I've tested it by running .\scriptname.sh from the command line - that is what generates the error.
Is there an alternative format for the command to use in the script, or a different way to call it?
bengsig
Jun 17, 2018Aspirant
Hmm, I don't understand the \ in your script execution.
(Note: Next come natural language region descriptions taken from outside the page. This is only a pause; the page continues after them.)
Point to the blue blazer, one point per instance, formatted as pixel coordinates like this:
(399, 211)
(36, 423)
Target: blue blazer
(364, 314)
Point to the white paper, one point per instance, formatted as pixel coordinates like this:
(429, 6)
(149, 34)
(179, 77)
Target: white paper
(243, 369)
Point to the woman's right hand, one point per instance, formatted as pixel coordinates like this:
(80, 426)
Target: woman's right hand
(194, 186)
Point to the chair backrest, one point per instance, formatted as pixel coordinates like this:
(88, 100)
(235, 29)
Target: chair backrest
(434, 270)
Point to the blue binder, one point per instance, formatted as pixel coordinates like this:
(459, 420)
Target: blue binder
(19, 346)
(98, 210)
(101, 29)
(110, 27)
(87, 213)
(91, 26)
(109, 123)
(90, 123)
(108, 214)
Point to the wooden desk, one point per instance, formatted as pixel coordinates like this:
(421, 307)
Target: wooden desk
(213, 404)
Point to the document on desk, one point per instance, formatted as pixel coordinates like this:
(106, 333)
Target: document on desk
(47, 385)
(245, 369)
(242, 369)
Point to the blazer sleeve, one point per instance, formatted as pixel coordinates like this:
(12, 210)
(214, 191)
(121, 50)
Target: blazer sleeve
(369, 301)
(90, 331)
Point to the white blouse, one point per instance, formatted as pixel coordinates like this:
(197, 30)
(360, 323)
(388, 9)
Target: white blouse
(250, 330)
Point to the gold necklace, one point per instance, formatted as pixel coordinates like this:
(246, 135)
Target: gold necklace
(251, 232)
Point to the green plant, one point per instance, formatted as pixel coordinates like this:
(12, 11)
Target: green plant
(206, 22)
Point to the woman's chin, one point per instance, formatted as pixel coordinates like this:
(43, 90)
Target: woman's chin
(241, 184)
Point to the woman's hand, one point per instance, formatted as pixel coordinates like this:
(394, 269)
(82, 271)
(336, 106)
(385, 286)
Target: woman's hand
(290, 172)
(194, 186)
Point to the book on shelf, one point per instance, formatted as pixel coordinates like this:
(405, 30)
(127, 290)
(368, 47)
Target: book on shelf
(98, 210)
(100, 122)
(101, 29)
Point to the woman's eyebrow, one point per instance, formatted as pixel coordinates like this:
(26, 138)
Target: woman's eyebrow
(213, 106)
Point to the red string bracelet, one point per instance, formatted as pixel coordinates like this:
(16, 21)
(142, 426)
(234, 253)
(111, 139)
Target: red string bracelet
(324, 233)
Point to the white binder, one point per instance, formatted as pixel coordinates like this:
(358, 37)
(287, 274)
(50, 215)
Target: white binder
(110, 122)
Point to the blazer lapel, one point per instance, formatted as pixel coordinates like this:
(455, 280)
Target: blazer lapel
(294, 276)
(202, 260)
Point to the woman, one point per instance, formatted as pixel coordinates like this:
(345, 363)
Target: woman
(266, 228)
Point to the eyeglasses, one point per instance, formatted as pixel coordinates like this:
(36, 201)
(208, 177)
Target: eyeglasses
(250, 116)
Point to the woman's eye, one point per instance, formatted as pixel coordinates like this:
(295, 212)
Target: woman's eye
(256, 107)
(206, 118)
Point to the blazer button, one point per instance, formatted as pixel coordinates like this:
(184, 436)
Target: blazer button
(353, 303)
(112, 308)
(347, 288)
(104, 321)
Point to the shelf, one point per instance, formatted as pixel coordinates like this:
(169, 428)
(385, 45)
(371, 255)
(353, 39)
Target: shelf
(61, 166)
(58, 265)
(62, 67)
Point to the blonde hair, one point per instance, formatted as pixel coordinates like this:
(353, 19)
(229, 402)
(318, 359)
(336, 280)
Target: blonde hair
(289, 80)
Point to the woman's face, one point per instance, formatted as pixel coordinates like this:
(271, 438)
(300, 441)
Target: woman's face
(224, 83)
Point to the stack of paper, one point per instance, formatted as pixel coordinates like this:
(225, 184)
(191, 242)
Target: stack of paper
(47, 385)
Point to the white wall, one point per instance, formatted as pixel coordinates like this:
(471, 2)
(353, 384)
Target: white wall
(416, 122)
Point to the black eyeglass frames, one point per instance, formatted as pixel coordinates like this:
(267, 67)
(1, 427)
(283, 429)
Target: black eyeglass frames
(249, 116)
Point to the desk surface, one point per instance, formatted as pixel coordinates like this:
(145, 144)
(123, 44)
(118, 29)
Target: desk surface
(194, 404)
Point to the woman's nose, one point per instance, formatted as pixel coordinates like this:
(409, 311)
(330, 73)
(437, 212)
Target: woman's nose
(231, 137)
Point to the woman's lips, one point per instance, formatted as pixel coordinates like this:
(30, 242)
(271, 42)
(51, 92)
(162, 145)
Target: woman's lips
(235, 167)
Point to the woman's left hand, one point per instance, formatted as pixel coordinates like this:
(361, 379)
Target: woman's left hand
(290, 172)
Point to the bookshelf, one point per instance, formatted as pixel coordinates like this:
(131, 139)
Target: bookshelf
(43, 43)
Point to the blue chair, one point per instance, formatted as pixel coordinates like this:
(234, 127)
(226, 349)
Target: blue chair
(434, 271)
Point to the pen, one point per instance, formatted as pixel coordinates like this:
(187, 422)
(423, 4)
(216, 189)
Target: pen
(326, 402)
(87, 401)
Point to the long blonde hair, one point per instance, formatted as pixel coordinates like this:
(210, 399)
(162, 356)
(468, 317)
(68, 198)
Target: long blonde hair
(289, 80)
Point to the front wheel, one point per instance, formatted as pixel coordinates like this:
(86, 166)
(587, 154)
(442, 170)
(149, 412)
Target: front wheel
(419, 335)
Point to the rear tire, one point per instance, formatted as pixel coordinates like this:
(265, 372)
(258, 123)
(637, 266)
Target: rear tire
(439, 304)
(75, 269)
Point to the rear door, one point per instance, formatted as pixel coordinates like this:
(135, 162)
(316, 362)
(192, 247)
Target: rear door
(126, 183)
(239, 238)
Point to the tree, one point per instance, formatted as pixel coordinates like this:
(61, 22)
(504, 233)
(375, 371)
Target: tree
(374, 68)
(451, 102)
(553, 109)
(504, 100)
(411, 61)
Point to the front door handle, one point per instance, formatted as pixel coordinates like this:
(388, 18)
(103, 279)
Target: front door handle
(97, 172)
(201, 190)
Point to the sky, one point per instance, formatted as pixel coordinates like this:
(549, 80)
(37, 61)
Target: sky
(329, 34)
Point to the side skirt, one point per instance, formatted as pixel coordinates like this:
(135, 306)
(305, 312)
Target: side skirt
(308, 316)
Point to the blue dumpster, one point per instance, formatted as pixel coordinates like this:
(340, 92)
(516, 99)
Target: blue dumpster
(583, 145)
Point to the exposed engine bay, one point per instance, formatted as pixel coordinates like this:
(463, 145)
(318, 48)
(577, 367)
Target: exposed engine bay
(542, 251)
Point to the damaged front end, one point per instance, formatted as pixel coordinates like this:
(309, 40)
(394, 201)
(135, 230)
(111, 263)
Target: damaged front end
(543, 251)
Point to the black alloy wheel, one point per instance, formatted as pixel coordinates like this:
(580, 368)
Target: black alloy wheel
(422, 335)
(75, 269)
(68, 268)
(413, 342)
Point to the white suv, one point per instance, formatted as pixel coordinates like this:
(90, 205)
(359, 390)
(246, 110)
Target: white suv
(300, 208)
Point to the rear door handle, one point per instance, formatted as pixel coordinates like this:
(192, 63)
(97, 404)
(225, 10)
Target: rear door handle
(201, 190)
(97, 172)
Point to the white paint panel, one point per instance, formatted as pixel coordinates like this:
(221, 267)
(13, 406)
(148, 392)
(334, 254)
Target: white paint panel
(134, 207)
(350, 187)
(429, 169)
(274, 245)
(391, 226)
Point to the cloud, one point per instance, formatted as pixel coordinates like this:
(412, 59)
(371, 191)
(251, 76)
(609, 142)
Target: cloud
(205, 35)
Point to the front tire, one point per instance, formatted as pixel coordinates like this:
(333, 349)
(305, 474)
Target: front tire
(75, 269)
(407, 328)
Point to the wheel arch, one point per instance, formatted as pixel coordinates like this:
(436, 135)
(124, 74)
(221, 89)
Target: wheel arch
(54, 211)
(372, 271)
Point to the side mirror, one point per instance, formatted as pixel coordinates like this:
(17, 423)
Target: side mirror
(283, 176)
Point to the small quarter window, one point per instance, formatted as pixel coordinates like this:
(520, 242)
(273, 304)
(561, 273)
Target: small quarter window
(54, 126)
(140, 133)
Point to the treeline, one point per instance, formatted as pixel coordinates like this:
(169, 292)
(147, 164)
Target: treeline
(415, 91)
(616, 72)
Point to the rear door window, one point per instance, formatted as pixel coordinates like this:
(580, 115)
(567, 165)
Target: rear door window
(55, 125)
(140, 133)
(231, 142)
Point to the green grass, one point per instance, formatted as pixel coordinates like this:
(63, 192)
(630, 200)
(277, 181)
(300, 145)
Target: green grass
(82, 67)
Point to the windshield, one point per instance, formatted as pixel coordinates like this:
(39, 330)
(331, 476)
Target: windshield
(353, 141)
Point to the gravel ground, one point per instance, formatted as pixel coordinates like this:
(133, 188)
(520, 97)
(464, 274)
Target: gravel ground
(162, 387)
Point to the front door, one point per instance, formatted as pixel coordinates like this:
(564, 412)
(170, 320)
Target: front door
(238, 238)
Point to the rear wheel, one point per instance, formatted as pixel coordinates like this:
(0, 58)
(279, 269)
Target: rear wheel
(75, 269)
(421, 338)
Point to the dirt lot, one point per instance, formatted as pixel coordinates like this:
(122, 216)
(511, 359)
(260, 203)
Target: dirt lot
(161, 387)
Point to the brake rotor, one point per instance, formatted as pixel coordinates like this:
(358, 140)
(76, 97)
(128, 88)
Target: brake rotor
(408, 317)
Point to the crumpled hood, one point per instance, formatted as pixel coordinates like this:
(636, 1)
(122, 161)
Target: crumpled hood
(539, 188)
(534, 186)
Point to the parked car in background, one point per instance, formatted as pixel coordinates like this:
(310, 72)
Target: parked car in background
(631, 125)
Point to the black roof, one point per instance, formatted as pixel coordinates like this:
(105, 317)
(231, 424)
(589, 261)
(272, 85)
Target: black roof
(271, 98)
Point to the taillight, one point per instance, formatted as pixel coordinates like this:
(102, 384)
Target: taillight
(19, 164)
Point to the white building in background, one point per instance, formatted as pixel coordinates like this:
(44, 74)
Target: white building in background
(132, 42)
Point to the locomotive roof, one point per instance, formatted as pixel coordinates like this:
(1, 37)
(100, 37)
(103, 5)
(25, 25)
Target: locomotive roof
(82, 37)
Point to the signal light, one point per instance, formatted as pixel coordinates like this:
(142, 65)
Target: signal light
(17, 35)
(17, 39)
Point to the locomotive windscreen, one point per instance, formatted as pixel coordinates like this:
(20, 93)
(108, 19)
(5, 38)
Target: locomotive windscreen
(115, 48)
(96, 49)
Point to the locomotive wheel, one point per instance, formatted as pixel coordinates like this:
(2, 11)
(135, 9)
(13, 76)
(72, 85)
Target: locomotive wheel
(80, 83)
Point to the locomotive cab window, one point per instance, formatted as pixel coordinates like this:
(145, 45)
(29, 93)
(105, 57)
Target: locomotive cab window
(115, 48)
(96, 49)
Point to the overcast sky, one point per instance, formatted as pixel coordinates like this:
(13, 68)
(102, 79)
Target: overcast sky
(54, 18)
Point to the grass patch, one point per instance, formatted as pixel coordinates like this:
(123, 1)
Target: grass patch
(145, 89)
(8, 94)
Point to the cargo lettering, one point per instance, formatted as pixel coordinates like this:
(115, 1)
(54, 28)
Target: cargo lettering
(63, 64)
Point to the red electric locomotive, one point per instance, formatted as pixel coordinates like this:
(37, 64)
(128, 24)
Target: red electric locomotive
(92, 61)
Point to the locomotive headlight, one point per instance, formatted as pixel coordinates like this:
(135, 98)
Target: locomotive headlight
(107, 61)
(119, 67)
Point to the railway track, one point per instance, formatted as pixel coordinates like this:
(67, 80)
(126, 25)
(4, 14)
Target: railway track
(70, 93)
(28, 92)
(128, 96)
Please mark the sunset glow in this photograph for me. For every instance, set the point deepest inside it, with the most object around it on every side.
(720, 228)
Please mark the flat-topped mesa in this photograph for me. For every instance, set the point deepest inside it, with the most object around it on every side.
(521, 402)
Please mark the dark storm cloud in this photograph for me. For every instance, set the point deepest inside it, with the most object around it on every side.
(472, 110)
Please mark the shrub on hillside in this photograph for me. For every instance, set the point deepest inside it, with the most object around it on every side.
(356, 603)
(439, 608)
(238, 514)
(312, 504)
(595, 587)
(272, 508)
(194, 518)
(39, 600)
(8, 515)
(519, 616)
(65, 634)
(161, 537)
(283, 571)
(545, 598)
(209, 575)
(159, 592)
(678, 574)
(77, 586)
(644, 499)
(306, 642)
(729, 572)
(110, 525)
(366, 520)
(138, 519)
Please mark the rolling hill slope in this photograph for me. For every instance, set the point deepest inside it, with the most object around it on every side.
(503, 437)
The script file (which does not need to have a .sh suffix) should have a first line containinig:
#!/bin/sh
and is should have the execute bit set e.g.
chmod 755 yourscript.sh
If your script is in any directory in PATH, you can then just call it
yourscript.sh
otherwise you need
./yourscript.sh
with no spaces assuming the script is in your current directory. The following works for me and it will happily do an ls of all files older than 600 days. I don't want to remove them ;-)
bjorn@nas:~$ cat oldfiles #!/bin/sh find . -mtime +600 -exec ls -ld {} \; bjorn@nas:~$ ls -l oldfiles -rwxr-xr-x 1 bjorn engsig 49 Jun 17 13:54 oldfiles bjorn@nas:~$ ./oldfiles
- GJSchallerJun 17, 2018Guide
It's been a while since I've done UNIX scripting - thank you!
- GJSchallerJun 18, 2018Guide
The missing #!/bin/sh was the issue.
As a note for anyone else, remember that different text editors end lines different ways - make sure you use UNIX line endings!